Plecy nie muszą być nudnym tematem do fotografowania. Malin Bergman udowadnia, że odrobina stylizacji wystarczy, by przełamać nudę w autoportretach
Na początku jest dezorientacja: gdzie tu jest twarz, a gdzie plecy? Na pomysłowych autoportretach Malin Bergman wygląda jak damska wersja Kuzyna To z "Rodziny Addamsów", albo jak rudowłosa pani Yeti. Zdjęcia powstały minimalnym nakładem środków: składa się na nie autorka w różnych uczesaniach i strojach, zwyczajna ściana w tle, czasami rekwizyt - napój ze słomką albo "okulary" zrobione z pomarańczy.
Skąd wziął się pomysł Bergman? Ze znudzenia jednostajnością autoportretów, na których każdy stara się wyglądać jednakowo ślicznie, szczerząc się do obiektywu. Rude włosy naturalnie przyciagają zainteresowanie, dlaczego więc nie zrobić z nich głównych bohaterów zdjęcia?
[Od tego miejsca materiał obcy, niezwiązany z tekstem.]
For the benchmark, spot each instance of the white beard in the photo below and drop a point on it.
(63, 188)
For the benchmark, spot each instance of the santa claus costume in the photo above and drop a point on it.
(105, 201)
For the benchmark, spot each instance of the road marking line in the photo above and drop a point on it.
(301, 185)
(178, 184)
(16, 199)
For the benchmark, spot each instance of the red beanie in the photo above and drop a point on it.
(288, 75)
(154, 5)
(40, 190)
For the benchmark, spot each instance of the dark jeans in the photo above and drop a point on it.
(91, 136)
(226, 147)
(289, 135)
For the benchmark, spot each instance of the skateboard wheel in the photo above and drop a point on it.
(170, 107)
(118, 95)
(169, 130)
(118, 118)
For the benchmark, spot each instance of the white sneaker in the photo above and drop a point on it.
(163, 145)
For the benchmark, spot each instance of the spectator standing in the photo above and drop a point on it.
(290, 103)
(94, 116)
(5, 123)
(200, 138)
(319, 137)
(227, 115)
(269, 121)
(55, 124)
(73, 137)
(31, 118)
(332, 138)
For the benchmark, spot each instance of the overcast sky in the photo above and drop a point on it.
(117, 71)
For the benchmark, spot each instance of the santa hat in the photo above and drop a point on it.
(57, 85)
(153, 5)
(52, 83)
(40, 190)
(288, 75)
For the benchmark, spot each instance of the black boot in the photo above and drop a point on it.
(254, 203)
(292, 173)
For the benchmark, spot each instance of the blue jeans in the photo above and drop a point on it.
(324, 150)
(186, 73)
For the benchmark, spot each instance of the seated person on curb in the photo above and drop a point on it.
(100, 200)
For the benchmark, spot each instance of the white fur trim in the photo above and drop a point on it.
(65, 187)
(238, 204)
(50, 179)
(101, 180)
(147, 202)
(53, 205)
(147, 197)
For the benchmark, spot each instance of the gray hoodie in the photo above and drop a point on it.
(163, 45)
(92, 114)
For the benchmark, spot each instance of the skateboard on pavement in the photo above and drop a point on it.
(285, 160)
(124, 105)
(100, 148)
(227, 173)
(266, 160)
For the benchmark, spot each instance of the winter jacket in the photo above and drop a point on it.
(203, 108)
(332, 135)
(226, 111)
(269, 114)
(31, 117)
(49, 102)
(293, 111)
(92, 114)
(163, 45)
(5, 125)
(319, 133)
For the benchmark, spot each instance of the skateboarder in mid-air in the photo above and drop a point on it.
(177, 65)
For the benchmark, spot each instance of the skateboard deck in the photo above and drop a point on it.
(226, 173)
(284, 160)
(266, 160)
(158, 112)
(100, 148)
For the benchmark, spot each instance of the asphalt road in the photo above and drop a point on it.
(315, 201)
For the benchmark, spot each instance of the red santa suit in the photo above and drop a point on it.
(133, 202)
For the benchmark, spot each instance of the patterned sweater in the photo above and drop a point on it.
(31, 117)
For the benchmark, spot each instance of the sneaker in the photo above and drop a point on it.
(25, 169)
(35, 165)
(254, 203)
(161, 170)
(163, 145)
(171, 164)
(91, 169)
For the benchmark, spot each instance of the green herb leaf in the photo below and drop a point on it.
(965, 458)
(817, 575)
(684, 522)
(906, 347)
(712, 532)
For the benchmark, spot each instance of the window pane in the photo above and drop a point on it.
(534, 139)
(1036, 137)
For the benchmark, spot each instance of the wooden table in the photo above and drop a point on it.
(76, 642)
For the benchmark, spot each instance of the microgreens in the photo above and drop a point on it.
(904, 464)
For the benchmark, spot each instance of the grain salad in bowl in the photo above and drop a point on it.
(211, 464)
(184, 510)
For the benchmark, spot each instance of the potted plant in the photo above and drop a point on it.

Zdjęcia Malin Bergman można zobaczyć na jej profilu na Instagramie (dla ciekawych - autorka odsłania tam też swoją twarz) - to kolejny dowód na to, że serwis ten przestał być banalną, gadżeciarską rozrywką dla ludzi chcących się pochwalić pianką na kawie, a zmienił się w ciekawą platformę dla nowych pomysłów. To tu dzisiaj warto szukać młodych fotografów - takich jak ci, którzy dziesięć lat temu masowo odkrywaliby lomografię, a dzisiaj bawią się filtrami w popularnej aplikacji, często z bardzo dobrym skutkiem.